Le coach ne trahit pas sa confiance. Les rouges et noirs imposent leur 4-4-2 avec une défense en zone alignée, haute sur le terrain pour être rapprochée des joueurs du milieu. Ils n'hésitent pas à attaquer en nombre à l'extérieur ; où la plupart des formations transalpines bétonnent, arc-boutées dans leur moitié de terrain. En 88 est déjà gagné le scudetto, ce trophée attendu depuis neuf ans par les tifosi milanistes. Commence alors la marche vers l'Europe, guidée par un Sacchi devenu il mago di Fusignano rejetant la philosophie italienne de la recherche du résultat sans la manière.

Sylvio Berlusconi offre ainsi aux amoureux du football le spectacle d'une des équipes les plus dominatrices de l'histoire du ballon rond. Il avait vu juste. Comme quand il recrute le fameux trio hollandais Gullit-Rijkaard-Van Basten, qui en 88 et 89 occupent les 3 premières places au Ballon d'Or (!). Berlusconi remémore aux tifosi le Gré-No-Li suédois du grand Milan des années 50, ce « trident magique » composé de Gren, il professore, du prolifique buteur Nordahl, et du Barone Liedholm, cerveau de l'équipe.

Un Milan où brillèrent Cesare Maldini, le libero qui jouait la tête haute, l'as uruguayen Schiaffino (responsable du deuil brésilien consécutif à la défaite des auriverde en finale de la coupe du monde 50… au Maracana !), le gentleman Suédois Hamrin… Les Milanistes en oublient aussi leur grande équipe des années 60, dont les étoiles autour de Cesare Maldini s'appellaient José Altafini (l'avant-centre de la Seleccao blessé juste avant le mondial de 58, qui dut céder sa place de titulaire au jeune Edson Arantes do Nascimento, dit Pelé...) et le golden boy Gianni Rivera, roi de la passe et buteur patenté, ballon d'or, beau gosse aussi élégant et intelligent dans la vie que sur le terrain (les crampons au clou, il fut appelé à une longue carrière politique de député, secrétaire d'état, député européen).

Le Milan de Berlusconi est l'équipe des records : la première et la seule en série A qui aura enchaîné 58 matches sans défaite. Sa magnifique troïka battave s'appuie sur l'intraitable défense commandée par Baresi, maître dans le déclenchement du hors-jeu piège, assisté du grand Paolo Maldini, digne fils de Cesare, du fidèle Tassotti et de Costacurta ; ces défenseurs de la squadra azzurra battue en finale de la coupe du monde 94 par le Brésil aux pénaltys, sans avoir encaissé le moindre but pendant toute la compétition.
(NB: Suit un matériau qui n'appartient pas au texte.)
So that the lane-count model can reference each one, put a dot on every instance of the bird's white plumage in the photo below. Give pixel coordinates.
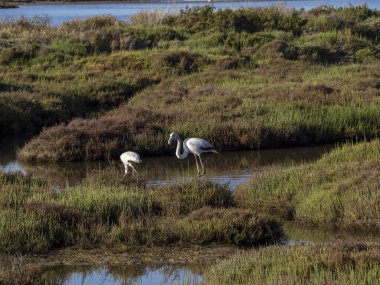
(195, 146)
(128, 157)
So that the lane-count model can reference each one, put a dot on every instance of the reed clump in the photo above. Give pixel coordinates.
(36, 219)
(340, 190)
(331, 263)
(243, 79)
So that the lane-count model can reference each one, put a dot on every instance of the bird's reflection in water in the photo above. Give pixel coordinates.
(227, 167)
(130, 274)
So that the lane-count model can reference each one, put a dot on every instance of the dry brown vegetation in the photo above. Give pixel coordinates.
(243, 79)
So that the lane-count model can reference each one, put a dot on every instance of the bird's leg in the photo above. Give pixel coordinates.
(203, 169)
(126, 169)
(196, 162)
(133, 168)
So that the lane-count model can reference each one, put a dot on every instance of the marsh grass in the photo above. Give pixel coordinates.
(339, 190)
(35, 219)
(243, 79)
(330, 263)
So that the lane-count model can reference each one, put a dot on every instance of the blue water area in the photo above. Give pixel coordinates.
(59, 13)
(132, 275)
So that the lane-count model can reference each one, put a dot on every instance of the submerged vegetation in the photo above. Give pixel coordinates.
(36, 219)
(340, 190)
(243, 79)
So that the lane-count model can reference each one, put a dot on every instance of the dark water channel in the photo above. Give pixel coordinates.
(130, 274)
(233, 168)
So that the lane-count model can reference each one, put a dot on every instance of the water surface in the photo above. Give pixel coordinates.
(59, 13)
(232, 168)
(127, 274)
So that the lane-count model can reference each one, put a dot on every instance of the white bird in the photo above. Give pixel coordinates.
(191, 145)
(127, 158)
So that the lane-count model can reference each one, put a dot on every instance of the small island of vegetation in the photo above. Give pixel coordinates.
(244, 79)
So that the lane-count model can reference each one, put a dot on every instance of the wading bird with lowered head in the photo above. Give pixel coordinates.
(127, 158)
(191, 145)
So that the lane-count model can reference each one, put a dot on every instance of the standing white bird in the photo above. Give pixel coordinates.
(127, 158)
(192, 145)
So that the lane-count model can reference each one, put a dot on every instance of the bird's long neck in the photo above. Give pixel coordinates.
(185, 152)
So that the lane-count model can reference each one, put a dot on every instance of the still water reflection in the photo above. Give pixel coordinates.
(123, 11)
(231, 168)
(130, 274)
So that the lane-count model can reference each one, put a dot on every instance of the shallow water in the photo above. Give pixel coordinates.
(124, 11)
(232, 168)
(175, 274)
(139, 274)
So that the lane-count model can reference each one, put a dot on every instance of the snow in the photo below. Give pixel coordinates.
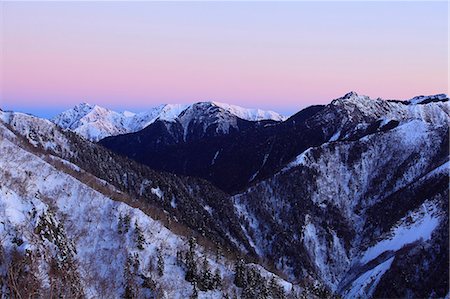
(95, 122)
(215, 157)
(424, 222)
(365, 284)
(420, 99)
(91, 222)
(157, 191)
(302, 159)
(250, 113)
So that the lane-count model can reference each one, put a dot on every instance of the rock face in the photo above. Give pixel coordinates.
(79, 221)
(350, 198)
(94, 122)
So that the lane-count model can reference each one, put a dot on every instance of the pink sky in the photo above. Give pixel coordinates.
(282, 56)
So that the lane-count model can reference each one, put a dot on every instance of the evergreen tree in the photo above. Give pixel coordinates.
(239, 273)
(138, 236)
(275, 290)
(206, 278)
(194, 294)
(120, 224)
(160, 263)
(126, 223)
(130, 288)
(217, 280)
(191, 265)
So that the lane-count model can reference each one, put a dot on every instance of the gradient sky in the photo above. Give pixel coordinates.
(282, 56)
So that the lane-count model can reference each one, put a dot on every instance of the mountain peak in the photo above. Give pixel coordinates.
(350, 95)
(422, 99)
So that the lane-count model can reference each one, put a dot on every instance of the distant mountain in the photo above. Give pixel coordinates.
(256, 151)
(348, 199)
(94, 122)
(66, 232)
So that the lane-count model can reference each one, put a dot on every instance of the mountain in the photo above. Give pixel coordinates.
(69, 233)
(348, 199)
(95, 122)
(235, 161)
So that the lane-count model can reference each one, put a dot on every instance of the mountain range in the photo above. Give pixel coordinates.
(94, 122)
(347, 199)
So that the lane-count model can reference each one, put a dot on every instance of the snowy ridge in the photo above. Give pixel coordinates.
(94, 122)
(250, 114)
(49, 214)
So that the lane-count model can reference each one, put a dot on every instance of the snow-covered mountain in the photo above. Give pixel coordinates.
(347, 199)
(95, 122)
(67, 233)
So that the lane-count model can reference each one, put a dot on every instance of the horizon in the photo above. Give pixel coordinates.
(279, 56)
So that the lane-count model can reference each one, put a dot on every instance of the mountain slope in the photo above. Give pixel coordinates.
(67, 233)
(95, 122)
(234, 161)
(361, 209)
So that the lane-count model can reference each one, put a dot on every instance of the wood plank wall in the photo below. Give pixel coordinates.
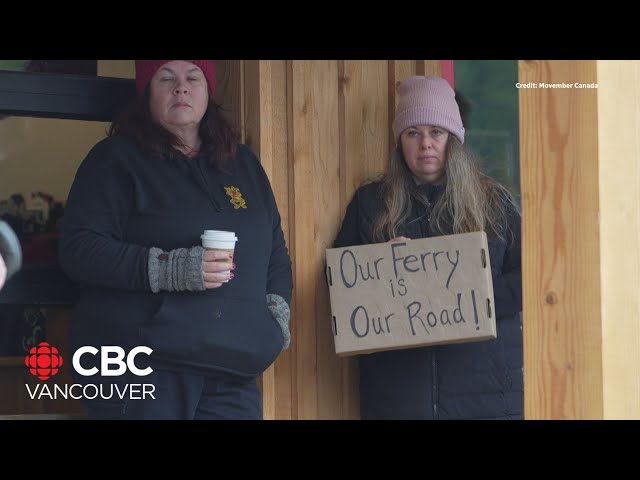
(321, 128)
(581, 229)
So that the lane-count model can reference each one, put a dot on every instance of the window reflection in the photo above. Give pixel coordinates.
(38, 160)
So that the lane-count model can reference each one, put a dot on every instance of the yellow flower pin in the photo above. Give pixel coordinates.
(236, 197)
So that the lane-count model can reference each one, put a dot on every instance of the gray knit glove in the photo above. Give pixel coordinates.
(280, 311)
(177, 270)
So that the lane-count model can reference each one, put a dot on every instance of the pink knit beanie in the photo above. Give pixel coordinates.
(145, 69)
(427, 101)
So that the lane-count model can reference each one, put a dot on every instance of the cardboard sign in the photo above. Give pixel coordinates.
(406, 294)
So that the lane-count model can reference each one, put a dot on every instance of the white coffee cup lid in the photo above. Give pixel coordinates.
(219, 235)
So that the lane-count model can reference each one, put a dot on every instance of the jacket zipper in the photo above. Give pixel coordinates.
(204, 184)
(434, 384)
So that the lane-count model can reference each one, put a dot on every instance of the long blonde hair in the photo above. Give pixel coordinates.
(471, 201)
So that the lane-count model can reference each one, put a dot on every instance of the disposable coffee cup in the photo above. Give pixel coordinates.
(219, 240)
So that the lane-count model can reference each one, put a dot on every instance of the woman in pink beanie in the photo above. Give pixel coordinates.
(170, 169)
(434, 186)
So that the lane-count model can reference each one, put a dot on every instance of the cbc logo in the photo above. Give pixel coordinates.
(44, 361)
(106, 359)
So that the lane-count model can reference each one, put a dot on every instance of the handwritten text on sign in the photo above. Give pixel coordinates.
(404, 294)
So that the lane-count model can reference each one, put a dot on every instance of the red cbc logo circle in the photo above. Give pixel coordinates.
(43, 361)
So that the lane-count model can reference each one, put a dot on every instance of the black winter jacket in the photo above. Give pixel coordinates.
(477, 380)
(120, 205)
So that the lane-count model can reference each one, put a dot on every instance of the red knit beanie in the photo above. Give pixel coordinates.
(145, 69)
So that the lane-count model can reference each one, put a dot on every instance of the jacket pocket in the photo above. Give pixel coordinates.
(236, 336)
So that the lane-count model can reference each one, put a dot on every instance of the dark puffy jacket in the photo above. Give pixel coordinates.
(476, 380)
(121, 204)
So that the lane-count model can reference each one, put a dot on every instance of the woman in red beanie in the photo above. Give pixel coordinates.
(170, 169)
(433, 186)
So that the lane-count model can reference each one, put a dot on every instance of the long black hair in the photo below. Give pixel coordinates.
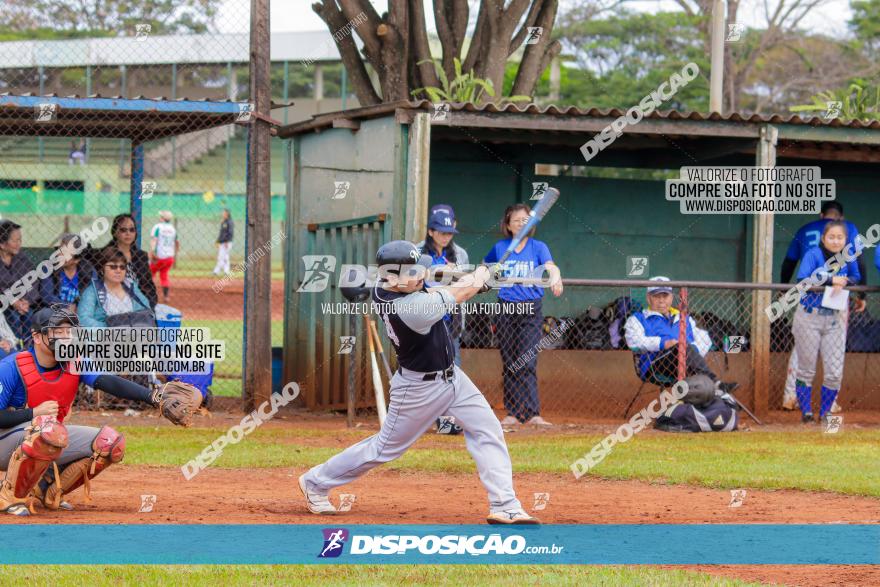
(448, 251)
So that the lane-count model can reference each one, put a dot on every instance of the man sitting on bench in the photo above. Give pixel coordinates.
(653, 335)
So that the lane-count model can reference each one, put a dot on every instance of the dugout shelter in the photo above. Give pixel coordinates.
(364, 176)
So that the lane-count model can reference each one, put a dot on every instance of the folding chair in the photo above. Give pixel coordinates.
(651, 377)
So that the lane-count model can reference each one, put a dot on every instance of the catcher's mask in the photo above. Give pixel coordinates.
(45, 322)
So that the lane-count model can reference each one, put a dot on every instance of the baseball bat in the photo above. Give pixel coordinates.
(377, 378)
(536, 215)
(381, 350)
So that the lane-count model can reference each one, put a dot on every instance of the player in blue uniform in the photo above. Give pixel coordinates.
(519, 330)
(817, 327)
(806, 238)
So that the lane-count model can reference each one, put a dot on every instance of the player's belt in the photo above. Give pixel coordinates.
(820, 310)
(444, 375)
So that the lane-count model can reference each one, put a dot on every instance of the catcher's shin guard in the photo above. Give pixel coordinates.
(109, 447)
(44, 441)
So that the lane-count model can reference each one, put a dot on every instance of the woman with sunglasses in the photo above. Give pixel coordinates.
(124, 234)
(66, 284)
(110, 295)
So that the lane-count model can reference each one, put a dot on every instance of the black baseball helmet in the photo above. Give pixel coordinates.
(404, 254)
(53, 317)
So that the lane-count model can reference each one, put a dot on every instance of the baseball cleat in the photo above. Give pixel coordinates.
(18, 509)
(512, 517)
(317, 503)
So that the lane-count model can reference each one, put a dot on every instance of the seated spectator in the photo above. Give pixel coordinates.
(653, 335)
(13, 266)
(109, 300)
(8, 340)
(66, 284)
(124, 234)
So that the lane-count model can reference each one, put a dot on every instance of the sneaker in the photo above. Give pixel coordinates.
(539, 421)
(726, 387)
(512, 517)
(316, 502)
(18, 509)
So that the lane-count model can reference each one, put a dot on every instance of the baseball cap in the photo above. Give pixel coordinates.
(442, 218)
(51, 318)
(659, 288)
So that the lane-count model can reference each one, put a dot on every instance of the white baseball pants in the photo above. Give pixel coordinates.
(415, 405)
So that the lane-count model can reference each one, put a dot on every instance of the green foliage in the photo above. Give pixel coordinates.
(857, 102)
(625, 57)
(464, 87)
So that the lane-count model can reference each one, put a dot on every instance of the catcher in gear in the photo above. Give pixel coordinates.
(44, 459)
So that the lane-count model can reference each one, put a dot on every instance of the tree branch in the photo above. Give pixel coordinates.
(348, 50)
(480, 31)
(537, 56)
(352, 9)
(520, 36)
(446, 36)
(427, 76)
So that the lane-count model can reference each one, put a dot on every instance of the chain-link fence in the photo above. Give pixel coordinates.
(79, 142)
(575, 362)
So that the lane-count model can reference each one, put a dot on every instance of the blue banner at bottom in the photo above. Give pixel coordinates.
(338, 543)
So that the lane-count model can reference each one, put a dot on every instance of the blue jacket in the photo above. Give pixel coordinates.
(815, 259)
(90, 311)
(647, 332)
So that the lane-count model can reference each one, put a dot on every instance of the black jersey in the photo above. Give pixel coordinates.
(414, 323)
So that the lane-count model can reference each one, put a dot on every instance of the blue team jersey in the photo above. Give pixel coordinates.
(813, 260)
(12, 393)
(809, 235)
(523, 264)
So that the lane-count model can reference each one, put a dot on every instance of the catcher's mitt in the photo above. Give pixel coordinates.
(178, 401)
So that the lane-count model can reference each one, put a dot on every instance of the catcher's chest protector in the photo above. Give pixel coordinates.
(62, 389)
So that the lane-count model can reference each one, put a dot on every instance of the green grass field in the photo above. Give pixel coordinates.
(846, 463)
(362, 575)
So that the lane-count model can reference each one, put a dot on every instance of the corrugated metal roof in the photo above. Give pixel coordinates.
(305, 47)
(553, 112)
(154, 98)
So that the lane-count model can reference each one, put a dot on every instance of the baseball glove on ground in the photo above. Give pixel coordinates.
(178, 402)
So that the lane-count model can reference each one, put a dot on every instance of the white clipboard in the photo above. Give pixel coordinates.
(834, 301)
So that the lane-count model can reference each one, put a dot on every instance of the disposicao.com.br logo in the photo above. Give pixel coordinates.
(431, 544)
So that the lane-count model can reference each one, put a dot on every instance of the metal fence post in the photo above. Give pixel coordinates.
(762, 272)
(258, 273)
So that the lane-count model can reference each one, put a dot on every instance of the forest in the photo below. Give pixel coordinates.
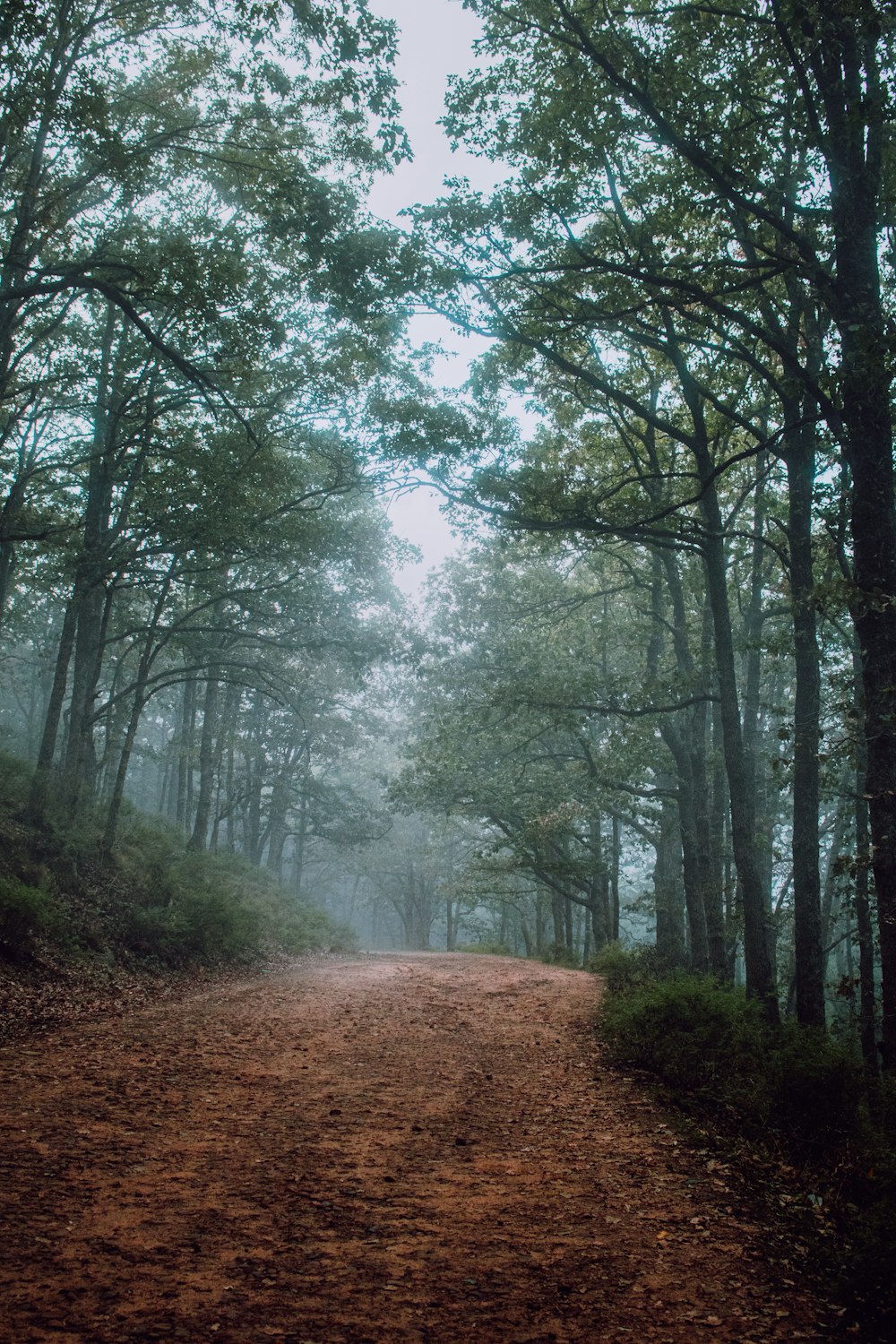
(650, 699)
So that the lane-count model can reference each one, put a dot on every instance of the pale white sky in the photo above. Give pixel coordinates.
(435, 40)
Et ne demandez pas aux Madridistas s'ils ont oublié la manita subie par les merengue à San Siro lors d'une demi-finale retour de coupe d'Europe !

De l'impressionnant palmarès du président canibale, retenons en Europe 5 titres de champions, 2 de vice-champions ; en Italie 9 scudetti, dont 5 consécutifs ; 2 coupes intercontinentales… Et surtout, la révolution mentale et tactique du football italien conduite par Sacchi, voulue par Berlusconi : l'intelligence collective prime ; et la défense, c'est l'attaque en avançant et le pressing ! Lorsque le mage prend la direction de la sélection italienne, le président ne se trompe pas pour assurer sa difficile succession : Capello, ancien numéro 10 de la Juve, n'a pratiquement pas d'expérience comme coach ; ni son remplaçant Ancelotti. Tous deux, pourtant, complètent la moisson de trophées de l'AC Milan.

Là encore, le recruteur Berlusconi s'avère décisif dans les succès des Rossoneri. Car viennent embellir la Cour du magnat milanais les Ballons d'Or Roberto Baggio il codino, Papin, le gentil chrétien évangélique Kaka, ambassadeur du programme alimentaire mondial, il (ou el) fenomeno Ronaldo Nazario, le génial et fantasque Ronaldinho, « Mister George » Weah ; accompagnés des Robinho, Bierhoff, Serginho, Savicevic, Boban, Desailly, Inzaghi, Seedorf, Ibrahimovitch, Cafu, Thiago Silva… Autant de noms dont la seule évocation fait rêver les amateurs de foot.

L'homme d'état

Supporter de l'AC Milan depuis l'enfance où son père le conduisait au San Siro, Berlusconi a installé son club de cœur au second rang des formations européennes avec 7 coupes aux grandes oreilles et 4 titres de vice-champions d'Europe. Et être à la tête de l'entité rossonera a été pour l'homme d'affaires et de communication un tremplin vers le pouvoir. « J'ai choisi de descendre sur le terrain » déclare Silvio Berlusconi en janvier 94, annonçant son lancement en politique. Son Milan vient de remporter sa troisième coupe d'Europe et lui promet à ses compatriotes d'appliquer à la vie politique ses recettes victorieuses en football.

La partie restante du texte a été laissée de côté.